Ranging from inner-city soul to orchestral grandeur to a bluesy ballad to easy-listening pleasantries, Extension of a Man was Donny Hathaway's most ambitious LP, the justly titled capstone to his phenomenal career. Coming, however, from one of soul music's most widely talented figures, this wasn't exactly a surprise; both of his previous studio full-lengths, Everything Is Everything and Donny Hathaway, treated soul as merely a starting point to express his multitude of ideas concerning music and arrangement, song and performance. On Extension of a Man, the ambition began and peaked with the opener, a six-minute orchestral piece titled "I Love the Lord; He Heard My Cry, Pts. 1-2." Arranged and orchestrated for 45 musicians by Hathaway himself, it applied the buoyant optimism of Gershwin's Rhapsody in Blue to a religious context, and segued smoothly into the transcendent "Someday We'll All Be Free," one of Hathaway's most beloved songs. The next two pieces, "Flying Easy" and "Valdez in the Country," were also Hathaway originals, first recorded during the late '60s as part of Chess studio groups; the first is a piece of pop-soul fluff lifted up by his superb reading, the second a smooth jazz-fusion jam with Hathaway illustrating on electric piano his excellent improv capabilities. "Love, Love, Love" and "Come Little Children" were the charting singles, the former a sublime love song heavily influenced by Marvin Gaye's What's Going On. Unfortunately, these disparate pieces, brilliant as they are, don't coalesce into a single work as well as on his masterpiece Everything Is Everything, but Hathaway never stops impressing with his conceptions of arrangement and performance. Crippled by depression, he would never release another solo album during the last five years of his life, though among the projects he'd hoped to record was the four-part concerto Life, to be performed by the Boston Pops Symphony Orchestra with him in the conductor's chair, and the score of an epic biblical film.

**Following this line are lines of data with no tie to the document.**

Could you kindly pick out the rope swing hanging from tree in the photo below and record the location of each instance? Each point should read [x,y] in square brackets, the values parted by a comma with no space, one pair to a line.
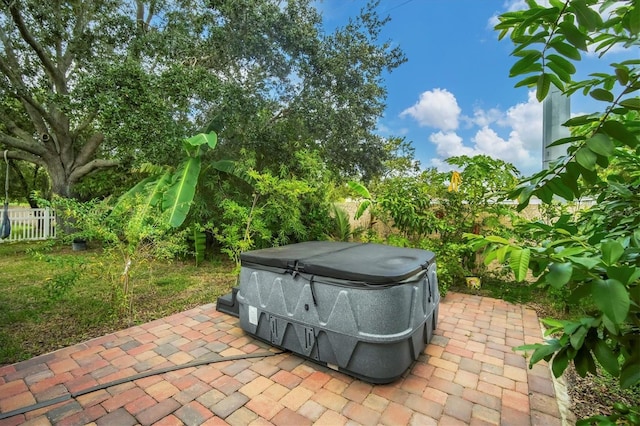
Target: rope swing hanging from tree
[5,226]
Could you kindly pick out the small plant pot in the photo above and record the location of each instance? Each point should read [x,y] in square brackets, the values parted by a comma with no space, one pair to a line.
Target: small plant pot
[79,245]
[474,283]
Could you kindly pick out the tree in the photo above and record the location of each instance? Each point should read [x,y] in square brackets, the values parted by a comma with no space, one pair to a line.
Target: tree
[593,257]
[90,84]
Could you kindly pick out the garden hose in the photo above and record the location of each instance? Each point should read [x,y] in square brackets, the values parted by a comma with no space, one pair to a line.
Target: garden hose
[196,363]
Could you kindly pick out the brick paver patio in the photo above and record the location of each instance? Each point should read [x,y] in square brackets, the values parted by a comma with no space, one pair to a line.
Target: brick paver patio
[467,375]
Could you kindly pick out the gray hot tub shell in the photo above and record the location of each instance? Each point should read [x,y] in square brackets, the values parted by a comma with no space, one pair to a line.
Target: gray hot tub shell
[364,309]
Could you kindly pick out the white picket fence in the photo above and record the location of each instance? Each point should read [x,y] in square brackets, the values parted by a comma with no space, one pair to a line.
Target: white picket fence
[31,224]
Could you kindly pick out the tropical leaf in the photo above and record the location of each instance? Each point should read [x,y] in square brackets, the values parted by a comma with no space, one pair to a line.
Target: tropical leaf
[178,197]
[612,298]
[209,139]
[606,358]
[601,144]
[586,158]
[559,274]
[359,189]
[145,195]
[519,263]
[232,168]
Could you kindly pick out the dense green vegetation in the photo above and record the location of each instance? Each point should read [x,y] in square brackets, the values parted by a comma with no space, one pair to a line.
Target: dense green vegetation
[181,133]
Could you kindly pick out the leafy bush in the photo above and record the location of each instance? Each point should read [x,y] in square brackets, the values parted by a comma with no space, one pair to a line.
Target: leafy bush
[595,257]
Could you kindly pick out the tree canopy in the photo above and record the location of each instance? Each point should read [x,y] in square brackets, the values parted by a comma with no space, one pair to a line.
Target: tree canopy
[92,84]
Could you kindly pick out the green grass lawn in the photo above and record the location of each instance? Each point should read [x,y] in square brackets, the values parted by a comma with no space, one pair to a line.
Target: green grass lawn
[52,297]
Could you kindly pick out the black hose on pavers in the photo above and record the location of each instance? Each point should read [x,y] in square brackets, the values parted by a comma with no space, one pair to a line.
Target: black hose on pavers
[142,375]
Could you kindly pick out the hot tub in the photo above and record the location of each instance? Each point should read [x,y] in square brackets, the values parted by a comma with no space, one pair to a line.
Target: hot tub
[364,309]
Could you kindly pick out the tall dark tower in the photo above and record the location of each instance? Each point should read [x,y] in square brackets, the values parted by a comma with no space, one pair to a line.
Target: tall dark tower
[556,109]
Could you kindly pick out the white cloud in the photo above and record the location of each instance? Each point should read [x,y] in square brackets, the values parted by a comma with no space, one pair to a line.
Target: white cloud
[522,147]
[449,144]
[436,108]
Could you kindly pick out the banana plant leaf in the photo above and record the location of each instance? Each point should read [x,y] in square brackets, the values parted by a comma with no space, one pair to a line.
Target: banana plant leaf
[179,195]
[150,190]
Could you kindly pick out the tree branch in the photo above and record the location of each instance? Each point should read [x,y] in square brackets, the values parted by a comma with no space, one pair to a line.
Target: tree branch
[23,145]
[37,113]
[24,156]
[92,166]
[53,71]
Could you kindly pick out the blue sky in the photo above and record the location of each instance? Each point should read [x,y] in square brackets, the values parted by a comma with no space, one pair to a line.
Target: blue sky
[454,96]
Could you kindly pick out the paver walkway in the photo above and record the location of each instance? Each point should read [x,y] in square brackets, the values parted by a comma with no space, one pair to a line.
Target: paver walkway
[467,375]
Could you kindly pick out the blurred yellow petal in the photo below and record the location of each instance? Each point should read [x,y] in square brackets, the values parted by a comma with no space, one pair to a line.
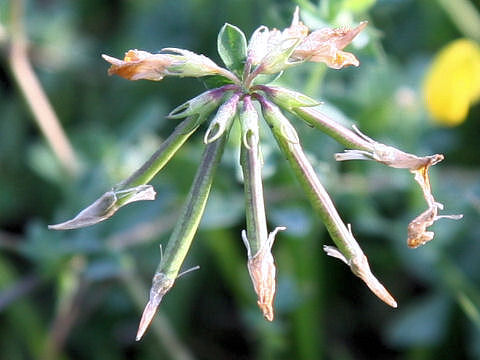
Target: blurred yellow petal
[452,82]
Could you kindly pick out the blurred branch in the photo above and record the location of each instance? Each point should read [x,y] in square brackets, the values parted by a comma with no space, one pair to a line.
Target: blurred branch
[464,15]
[72,287]
[18,290]
[34,94]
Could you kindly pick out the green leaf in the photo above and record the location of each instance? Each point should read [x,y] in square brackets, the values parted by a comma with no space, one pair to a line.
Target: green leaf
[232,48]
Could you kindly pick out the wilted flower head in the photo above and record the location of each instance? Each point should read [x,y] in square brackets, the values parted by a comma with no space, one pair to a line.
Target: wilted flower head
[138,64]
[326,45]
[268,52]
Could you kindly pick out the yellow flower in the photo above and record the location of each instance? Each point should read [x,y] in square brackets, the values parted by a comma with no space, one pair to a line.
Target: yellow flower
[452,82]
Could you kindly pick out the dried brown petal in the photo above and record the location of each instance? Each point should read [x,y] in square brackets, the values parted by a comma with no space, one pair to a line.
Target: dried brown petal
[417,229]
[326,45]
[138,64]
[261,268]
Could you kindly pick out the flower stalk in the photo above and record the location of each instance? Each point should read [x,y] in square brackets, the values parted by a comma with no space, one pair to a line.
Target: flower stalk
[183,233]
[348,249]
[258,242]
[249,67]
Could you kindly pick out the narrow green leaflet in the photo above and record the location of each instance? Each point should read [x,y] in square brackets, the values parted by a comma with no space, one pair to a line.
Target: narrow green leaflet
[232,48]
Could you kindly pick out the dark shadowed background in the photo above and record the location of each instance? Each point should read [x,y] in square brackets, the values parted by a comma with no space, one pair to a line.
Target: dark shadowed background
[79,294]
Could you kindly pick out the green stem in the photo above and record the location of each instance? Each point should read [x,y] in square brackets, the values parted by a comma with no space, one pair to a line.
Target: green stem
[349,250]
[305,173]
[339,132]
[182,235]
[185,228]
[161,157]
[250,159]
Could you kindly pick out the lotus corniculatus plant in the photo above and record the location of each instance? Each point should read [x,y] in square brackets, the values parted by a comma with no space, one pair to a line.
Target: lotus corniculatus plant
[249,69]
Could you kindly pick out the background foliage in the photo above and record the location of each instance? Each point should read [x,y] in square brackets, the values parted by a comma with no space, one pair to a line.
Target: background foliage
[79,294]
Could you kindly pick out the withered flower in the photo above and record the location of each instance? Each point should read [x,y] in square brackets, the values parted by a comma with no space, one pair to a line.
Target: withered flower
[326,45]
[269,52]
[261,268]
[138,65]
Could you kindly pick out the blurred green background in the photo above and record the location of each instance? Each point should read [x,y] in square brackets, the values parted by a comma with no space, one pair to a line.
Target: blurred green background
[79,294]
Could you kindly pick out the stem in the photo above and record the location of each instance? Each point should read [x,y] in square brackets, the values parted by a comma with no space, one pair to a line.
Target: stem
[339,132]
[35,96]
[160,158]
[161,327]
[250,159]
[348,249]
[182,235]
[229,75]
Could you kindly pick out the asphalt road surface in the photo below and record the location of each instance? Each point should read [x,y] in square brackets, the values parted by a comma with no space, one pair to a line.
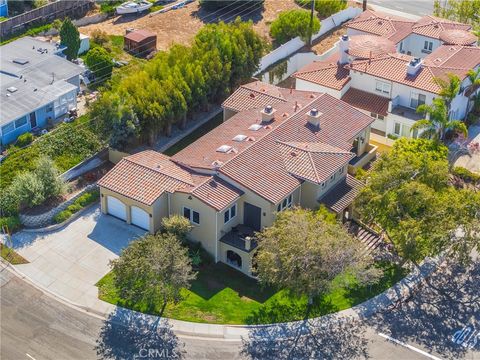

Donny Hathaway - (1980) In Performance LP

Though largely revered for his studio recordings, it was on-stage that Donny Hathaway truly became a giant diamond in a sea of gems. Much like his excellent 1972 Live recording and the stellar 2004 These Songs for You, Live!, In Performance features Hathaway taking his audience to church in a way that can only be described as unique, as he truly had an individual stage presence that few others could hope to rival. In Performance isn't necessarily better than those aforementioned excellent records, but it complements them extremely well, with gritty versions of "To Be Young, Gifted and Black" and "I Love You More Than You'll Ever Know" leading the charge. As usual, Hathaway's delivery is electric and as sincere as a soul artist could possibly get. In Performance's sole flaw is its length. When the audience applause from the finale, "Sack Full of Dreams," has faded, one is likely to find that the 40 minutes spent listening wasn't nearly enough -- a testament to how potent and powerful Hathaway was in his prime.